The Race of the Heart

This one starts out rather slow and so abstract that it is hard to get into the mood its trying to convey, but the last line is such a stunner and the body is so real from my own experience that makes me really like this piece. It’s just your first lines don’t bypass the mind like that beautiful Bishop quote we’re both so fond of.

I’m not offering any suggestions on how to revise it (if it needs revision), you are full well capable of that, I’m just offering my impressions. The title builds an expectation of a ride on a locomotive, but the abstract derails it for me. That’s wrong, it’s not even the abstract but the length of the first line, and, oh… I don’t know. I shouldn’t tinker.

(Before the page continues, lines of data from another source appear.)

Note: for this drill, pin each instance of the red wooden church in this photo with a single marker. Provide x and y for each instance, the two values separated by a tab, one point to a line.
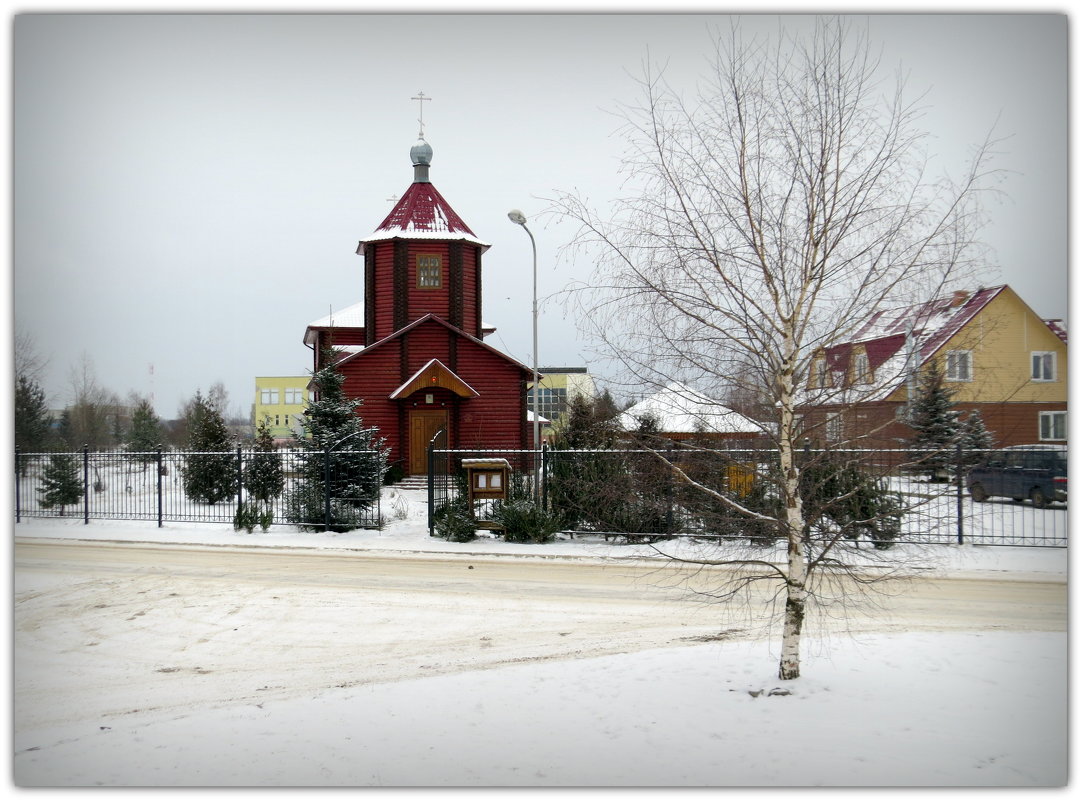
413	350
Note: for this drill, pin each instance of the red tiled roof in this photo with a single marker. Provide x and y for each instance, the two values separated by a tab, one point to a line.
934	323
422	209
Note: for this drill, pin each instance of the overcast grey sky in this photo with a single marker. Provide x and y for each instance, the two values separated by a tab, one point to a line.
189	191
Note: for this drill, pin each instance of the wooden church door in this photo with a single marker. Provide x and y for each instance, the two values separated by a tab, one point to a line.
423	425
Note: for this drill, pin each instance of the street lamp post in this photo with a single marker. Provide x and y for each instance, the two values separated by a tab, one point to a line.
519	219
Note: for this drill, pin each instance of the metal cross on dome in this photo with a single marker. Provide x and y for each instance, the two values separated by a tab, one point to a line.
420	100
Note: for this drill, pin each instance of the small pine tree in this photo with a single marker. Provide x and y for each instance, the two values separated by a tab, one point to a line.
358	460
935	424
33	420
61	484
263	476
145	434
210	470
975	438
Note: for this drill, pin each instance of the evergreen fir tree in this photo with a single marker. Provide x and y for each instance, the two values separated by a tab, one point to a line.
332	431
263	476
210	470
935	424
33	420
61	483
145	434
976	441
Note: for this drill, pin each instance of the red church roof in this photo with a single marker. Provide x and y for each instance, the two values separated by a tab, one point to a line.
422	212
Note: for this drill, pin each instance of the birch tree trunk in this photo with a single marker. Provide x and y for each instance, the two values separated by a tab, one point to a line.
766	220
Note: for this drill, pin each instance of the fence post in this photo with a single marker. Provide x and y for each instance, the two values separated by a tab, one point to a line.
327	489
544	475
432	486
960	482
159	486
240	478
86	485
18	511
670	491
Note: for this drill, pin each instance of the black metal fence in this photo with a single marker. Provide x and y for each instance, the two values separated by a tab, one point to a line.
1012	497
314	489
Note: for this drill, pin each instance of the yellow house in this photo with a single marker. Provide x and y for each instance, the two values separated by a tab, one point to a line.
280	401
556	386
998	356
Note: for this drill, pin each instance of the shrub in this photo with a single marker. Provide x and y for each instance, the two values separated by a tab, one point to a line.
525	521
246	517
454	523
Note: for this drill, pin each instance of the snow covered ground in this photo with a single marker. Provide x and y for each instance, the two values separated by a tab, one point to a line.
933	708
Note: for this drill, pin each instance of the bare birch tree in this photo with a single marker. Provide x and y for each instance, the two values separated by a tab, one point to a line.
762	222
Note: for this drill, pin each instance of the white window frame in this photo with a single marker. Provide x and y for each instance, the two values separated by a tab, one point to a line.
1037	371
861	368
1046	425
834	427
953	360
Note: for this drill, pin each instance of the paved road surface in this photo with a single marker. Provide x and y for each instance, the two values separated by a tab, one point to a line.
104	631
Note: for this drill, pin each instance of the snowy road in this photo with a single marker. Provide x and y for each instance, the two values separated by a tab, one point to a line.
107	632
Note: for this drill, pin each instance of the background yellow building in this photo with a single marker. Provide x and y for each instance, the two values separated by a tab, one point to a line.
558	385
280	401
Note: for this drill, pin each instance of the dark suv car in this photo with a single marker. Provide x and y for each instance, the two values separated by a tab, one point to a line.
1038	472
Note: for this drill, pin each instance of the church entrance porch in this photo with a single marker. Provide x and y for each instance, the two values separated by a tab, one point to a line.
423	425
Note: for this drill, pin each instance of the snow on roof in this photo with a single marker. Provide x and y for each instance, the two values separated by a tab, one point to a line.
348	317
423	213
883	338
680	409
1058	327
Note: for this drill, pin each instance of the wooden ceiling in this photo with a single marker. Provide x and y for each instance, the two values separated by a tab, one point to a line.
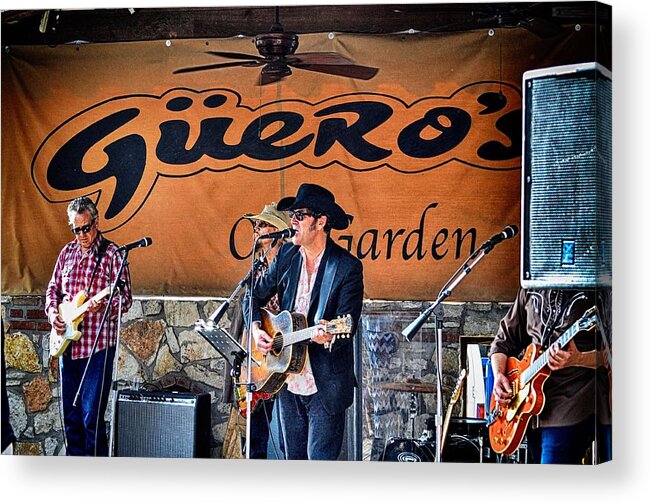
30	27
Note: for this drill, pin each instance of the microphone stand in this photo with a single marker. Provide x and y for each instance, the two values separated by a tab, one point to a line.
107	310
435	308
214	319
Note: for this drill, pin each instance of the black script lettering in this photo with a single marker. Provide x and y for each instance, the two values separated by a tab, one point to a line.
257	148
372	249
436	244
371	115
390	239
460	239
233	246
347	240
411	142
174	137
511	125
419	234
126	161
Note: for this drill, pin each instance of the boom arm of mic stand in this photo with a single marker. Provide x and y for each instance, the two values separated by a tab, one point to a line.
459	275
219	312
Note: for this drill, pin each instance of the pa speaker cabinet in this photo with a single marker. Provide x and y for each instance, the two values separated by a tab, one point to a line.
567	178
162	424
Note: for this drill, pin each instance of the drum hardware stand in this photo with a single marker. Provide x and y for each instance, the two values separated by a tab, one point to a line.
436	309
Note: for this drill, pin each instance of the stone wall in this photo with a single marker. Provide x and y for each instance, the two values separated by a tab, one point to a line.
159	347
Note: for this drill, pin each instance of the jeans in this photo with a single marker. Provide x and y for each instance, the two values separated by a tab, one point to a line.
310	432
568	445
260	420
85	427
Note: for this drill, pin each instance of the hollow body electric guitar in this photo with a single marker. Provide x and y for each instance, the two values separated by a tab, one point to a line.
72	313
508	424
454	398
289	350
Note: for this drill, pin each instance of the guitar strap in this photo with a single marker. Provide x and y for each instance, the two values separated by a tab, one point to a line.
100	254
326	285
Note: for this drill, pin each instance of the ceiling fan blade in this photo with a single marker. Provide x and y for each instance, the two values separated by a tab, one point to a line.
273	72
319	58
216	66
226	54
542	27
352	71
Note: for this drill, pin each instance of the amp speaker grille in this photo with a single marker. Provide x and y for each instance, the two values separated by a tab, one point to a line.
162	424
567	178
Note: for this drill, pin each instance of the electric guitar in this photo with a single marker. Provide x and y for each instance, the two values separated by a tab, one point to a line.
289	349
456	394
72	312
508	424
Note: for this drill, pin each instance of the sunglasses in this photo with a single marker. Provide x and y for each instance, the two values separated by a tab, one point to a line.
261	225
83	229
301	214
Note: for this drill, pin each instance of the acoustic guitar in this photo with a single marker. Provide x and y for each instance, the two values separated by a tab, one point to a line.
289	349
72	312
508	424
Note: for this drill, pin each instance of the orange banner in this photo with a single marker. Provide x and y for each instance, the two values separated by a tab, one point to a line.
425	156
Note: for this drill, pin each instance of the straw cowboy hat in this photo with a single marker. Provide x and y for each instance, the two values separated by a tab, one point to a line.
271	215
315	197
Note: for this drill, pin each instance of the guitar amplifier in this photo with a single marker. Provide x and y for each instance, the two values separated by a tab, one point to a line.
162	424
567	178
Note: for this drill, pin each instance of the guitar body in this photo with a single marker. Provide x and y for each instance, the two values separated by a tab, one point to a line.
510	422
68	312
271	375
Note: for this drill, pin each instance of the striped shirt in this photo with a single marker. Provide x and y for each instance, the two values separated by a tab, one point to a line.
303	383
72	273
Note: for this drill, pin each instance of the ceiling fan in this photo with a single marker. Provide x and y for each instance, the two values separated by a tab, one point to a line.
277	58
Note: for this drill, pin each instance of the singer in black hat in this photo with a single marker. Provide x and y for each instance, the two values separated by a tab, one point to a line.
318	278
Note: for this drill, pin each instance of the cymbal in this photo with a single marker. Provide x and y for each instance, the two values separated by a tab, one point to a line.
415	386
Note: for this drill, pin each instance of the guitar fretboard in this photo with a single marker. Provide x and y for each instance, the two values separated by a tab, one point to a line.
300	335
543	360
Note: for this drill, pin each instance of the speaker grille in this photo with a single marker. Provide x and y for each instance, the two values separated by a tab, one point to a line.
567	195
162	424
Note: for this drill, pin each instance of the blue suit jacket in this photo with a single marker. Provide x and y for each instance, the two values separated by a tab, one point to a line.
338	290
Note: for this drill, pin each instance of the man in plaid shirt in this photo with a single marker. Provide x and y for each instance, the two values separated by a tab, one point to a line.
89	263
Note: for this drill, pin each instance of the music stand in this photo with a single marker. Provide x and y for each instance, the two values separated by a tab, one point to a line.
225	344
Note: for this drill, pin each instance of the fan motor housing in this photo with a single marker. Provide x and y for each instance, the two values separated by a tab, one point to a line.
276	44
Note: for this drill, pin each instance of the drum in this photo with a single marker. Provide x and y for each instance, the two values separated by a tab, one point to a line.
408	450
462	449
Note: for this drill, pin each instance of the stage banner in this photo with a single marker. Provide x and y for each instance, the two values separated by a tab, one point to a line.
425	155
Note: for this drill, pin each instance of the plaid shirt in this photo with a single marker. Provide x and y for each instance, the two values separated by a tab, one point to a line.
72	274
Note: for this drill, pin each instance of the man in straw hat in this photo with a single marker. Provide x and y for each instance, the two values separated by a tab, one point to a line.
268	221
318	278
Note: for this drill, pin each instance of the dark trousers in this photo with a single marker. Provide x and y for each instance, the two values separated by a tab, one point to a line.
260	420
309	431
85	427
568	445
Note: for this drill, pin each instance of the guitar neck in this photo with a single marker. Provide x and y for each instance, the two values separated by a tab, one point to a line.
300	335
543	360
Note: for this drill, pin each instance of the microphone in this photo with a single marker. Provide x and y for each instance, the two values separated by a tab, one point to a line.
144	242
286	233
507	232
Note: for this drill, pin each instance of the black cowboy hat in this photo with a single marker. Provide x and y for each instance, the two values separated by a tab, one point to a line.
319	199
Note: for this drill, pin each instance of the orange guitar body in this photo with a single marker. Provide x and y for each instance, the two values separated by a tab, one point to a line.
509	423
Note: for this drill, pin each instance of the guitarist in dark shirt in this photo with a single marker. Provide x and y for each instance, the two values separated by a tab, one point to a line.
576	392
319	279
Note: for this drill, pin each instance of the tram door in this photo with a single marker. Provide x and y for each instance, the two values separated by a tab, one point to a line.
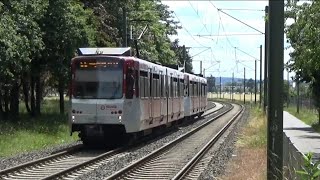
167	95
161	94
150	93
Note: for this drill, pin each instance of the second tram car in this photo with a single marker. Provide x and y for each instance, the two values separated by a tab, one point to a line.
114	95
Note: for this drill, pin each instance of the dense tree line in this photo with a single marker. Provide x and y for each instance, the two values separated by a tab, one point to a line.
38	38
304	35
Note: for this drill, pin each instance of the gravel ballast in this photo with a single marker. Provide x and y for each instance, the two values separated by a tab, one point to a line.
223	153
119	163
214	169
26	157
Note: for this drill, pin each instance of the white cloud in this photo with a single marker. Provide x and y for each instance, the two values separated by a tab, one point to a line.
193	18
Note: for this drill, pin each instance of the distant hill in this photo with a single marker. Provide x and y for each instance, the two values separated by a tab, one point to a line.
225	80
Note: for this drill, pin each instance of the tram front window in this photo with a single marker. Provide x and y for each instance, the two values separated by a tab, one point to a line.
98	80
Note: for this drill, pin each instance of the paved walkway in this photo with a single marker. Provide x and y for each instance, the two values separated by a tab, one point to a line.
303	137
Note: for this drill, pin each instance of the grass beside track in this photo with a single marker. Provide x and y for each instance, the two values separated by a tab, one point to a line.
250	160
26	134
308	116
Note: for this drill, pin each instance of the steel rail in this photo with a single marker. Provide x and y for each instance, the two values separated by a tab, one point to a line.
121	173
41	160
205	149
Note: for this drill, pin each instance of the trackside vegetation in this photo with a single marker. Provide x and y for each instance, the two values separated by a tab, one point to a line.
38	39
249	161
26	134
307	116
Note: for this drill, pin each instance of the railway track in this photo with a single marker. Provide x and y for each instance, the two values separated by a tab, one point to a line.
68	164
175	160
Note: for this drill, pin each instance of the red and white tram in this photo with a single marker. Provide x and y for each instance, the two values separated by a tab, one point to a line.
115	95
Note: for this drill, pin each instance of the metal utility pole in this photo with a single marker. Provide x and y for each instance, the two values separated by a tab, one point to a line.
275	87
220	87
260	89
255	82
265	82
232	85
244	85
288	89
184	58
125	22
298	95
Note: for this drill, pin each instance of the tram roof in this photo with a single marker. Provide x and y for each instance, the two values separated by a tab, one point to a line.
125	51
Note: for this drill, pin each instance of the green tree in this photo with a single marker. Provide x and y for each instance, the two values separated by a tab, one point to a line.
250	85
20	42
67	27
303	38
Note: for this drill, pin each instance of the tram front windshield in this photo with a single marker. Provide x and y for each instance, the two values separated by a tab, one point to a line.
98	79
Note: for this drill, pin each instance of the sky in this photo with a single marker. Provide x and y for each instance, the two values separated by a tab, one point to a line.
222	55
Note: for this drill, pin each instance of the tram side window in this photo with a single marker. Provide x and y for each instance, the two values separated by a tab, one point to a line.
130	83
137	83
156	90
171	87
161	85
178	88
196	89
143	84
190	88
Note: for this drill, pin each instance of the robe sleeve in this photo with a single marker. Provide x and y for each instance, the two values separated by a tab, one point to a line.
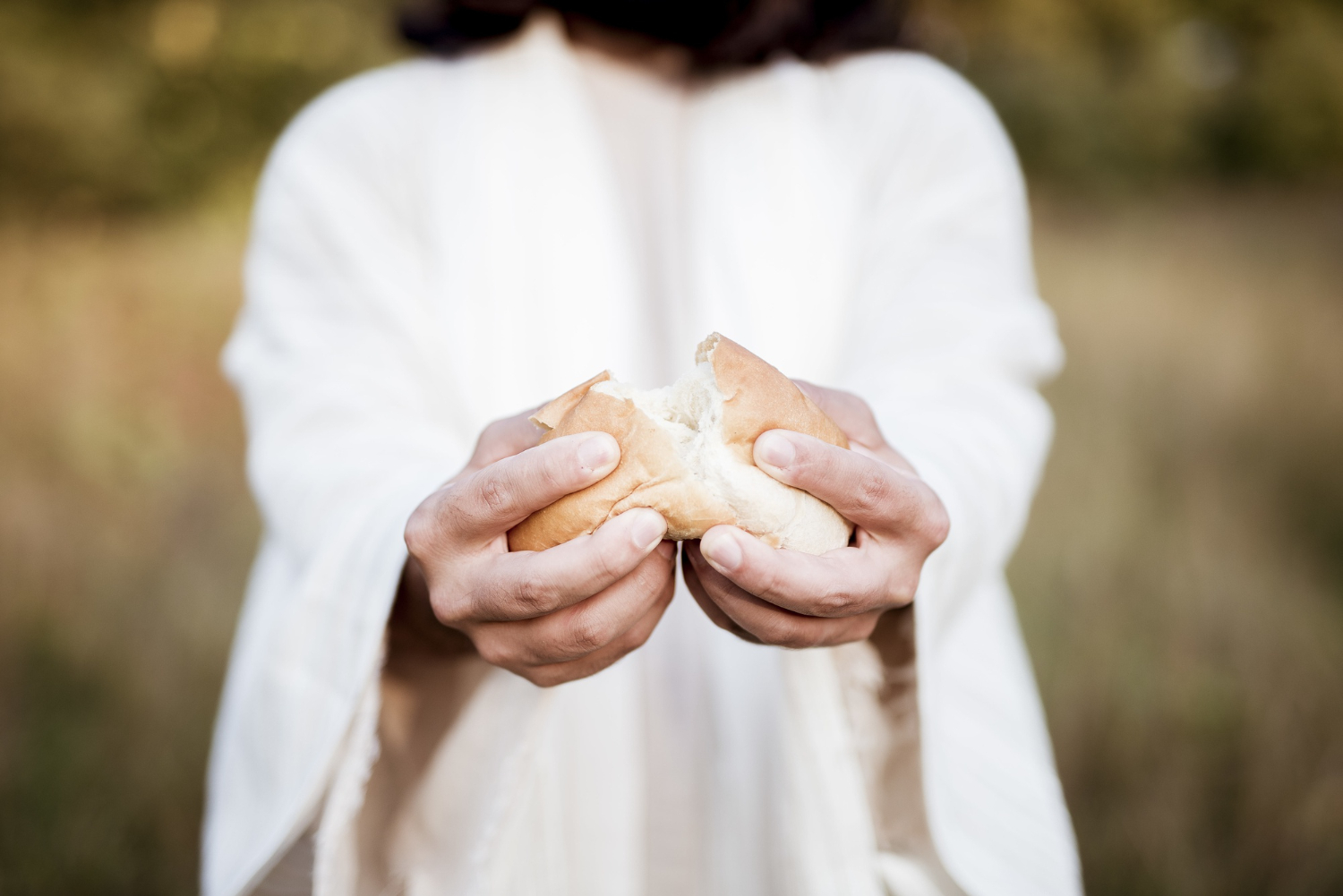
950	343
950	336
349	427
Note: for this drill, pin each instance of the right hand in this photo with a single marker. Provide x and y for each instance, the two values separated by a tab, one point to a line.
548	616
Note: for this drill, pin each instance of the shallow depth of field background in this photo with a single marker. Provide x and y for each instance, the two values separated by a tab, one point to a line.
1181	585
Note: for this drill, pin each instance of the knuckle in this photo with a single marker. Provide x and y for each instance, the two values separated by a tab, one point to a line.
545	676
587	633
786	635
493	496
937	525
872	492
421	531
493	652
535	594
902	590
837	602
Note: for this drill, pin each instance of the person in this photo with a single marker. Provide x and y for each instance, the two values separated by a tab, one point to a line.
598	184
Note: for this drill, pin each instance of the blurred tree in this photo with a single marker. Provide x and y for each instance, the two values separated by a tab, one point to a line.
1142	90
144	104
140	104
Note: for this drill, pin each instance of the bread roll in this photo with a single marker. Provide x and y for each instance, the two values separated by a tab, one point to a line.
685	452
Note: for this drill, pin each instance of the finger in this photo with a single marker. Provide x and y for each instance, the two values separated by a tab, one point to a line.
524	585
634	638
505	438
841	584
587	627
496	499
697	592
768	624
849	413
864	491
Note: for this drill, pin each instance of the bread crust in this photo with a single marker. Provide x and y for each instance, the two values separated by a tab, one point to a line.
652	474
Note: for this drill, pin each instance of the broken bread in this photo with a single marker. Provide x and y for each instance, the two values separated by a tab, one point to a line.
687	453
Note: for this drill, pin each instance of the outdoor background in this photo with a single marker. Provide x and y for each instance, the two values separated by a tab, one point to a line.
1181	584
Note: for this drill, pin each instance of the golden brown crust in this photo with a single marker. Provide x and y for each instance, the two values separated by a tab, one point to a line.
757	397
649	474
551	415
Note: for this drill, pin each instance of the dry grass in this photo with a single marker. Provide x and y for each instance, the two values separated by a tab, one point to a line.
1181	584
1182	581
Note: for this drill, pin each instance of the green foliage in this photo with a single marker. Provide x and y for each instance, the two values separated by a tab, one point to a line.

Don’t listen to me! I’m suggesting, err… debating within myself about a line that is no longer fresh as it was to a first reading, a line that affected me differently then than now. Maybe the slow start, like any locomotive is essential for the pace the poem picks up and up as it goes along. So I was wrong in the above paragraph. Such a fascinating poem rainey, too complex for me to solve. Though, I still can’t get seventeen traffic lights out of my mind. :mrgreen:

No, no, you’re absolutely right. It never occurred to me what the title was setting the reader up for. Excellent point. It does seem a bit incongruous. I could either change the poem, or change the title. (I’m guessing the title might be a bit easier…) I’ll have to think about this one. Thanks, TUM.

…not sure if I would necessarily call it the race of the heart;
a mere flirtation,
perhaps,
but not the race of the heart.
Well, then again…
the occasional wink,
an unexpected smile,
a pointed toe,
flirtation, surely
No?
And then of course the last line, rainey per excellence, leaving one frozen in one’s tracks.